Sunday, January 1, 2012

Puck on... Ignorance


You enjoy their ignorance.

I profit by it.  Why shouldn’t I enjoy it?

That does bring us back to the question of why?  Why are you doing this?

I thought I told you not to ask me that question.

I would say you brought it up.

Ah, my boy, you are learning.  Well, my reasons are my own.  And what would it profit you anyway from learning them?  Oh, come now, let’s be open and honest.  Are you not of the mind that I can be… overcome?  That this is some sort of “battle of wills”?  A contest?  A debate, at least?  It’s not curiosity that drives you to ask: why?  It’s competition.  You want to beat me.  You want to figure out my game.  You want to know what makes dear, old Puck tick.

Let me ask you this: knowing who am I, what I am, do you really think I would give it up so easily?  Always remember and never forgotten, dear little one, who you are dealing with.

But, I’m in a charitable mood.  So, tell you what, I’ll let you in on a little secret.  You say that I like ignorance.  True.  Very, very true.  I love it.  It’s bliss, after all.  And quite entertaining.  It’s much easier to manipulate someone when they don’t know they’re being manipulated.  And it’s very easy to tempt someone to wrong when they don’t believe it’s wrong that they’re being tempted to.  True, true, all true.

Then why this?  Wouldn’t you just want them to stay ignorant?  Why educate them? 

Because it’s more fun.

More fun?

Absolutely.  That’s the real kicker, you see.  Sin is great.  Any sin.  Big, small, doesn’t matter.  Rebellion in any form has that sweet, tangy flavor.  But, you know what’s even tastier?  Hypocrisy.  Oh, yes.  To wrong is one thing, to wrong when you know it’s wrong, is something else entirely.  An honest mistake can be honest.  Duplicity knows no excuse.  It very literally doubles the fun.  When you know it’s a sin and yet you still sin, you cannot imagine how much more destructive that is; because it carries that extra weight of false testimony.  To lie because you don’t know any better might garner leniency.  To lie when you know it’s a lie, that is straight from Hell, my friend.

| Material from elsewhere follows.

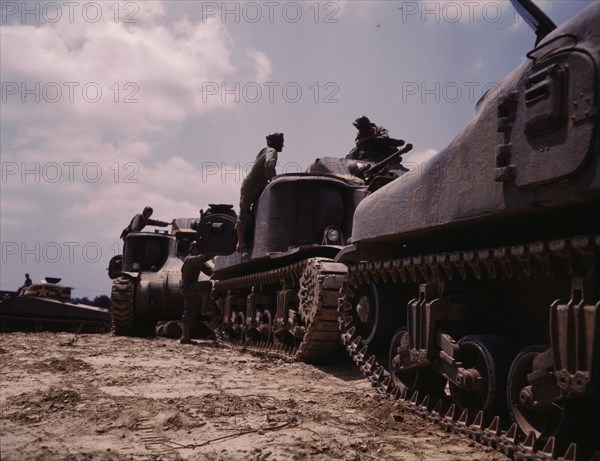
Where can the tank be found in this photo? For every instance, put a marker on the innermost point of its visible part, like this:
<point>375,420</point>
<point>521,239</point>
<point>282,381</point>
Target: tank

So, you want to tell people the truth, so that their sin will be all the worse?

Something like that, yes.  Ah, but I can already see the little wheels turning in your head.  That little train of thought that says: “don’t worry, it won’t work on you.”  That’s what you all think.  Damn the world, but you’re the exception.  That’s the beauty of hypocrisy.  It lies even to itself.  So, go on, say it.  I know you want to.  Say that thing that even now sits on the tip of your tongue.  That I may be right about most things, most people, but some won’t fall for it.  That me telling them about it means they will be able to avoid it.  Come on.  Say it.

Knowledge is power.

And that’s where you’re wrong, my dear boy.  Knowledge is not power.  Knowledge is just knowledge.  And like everything else, it really all depends on how you use it.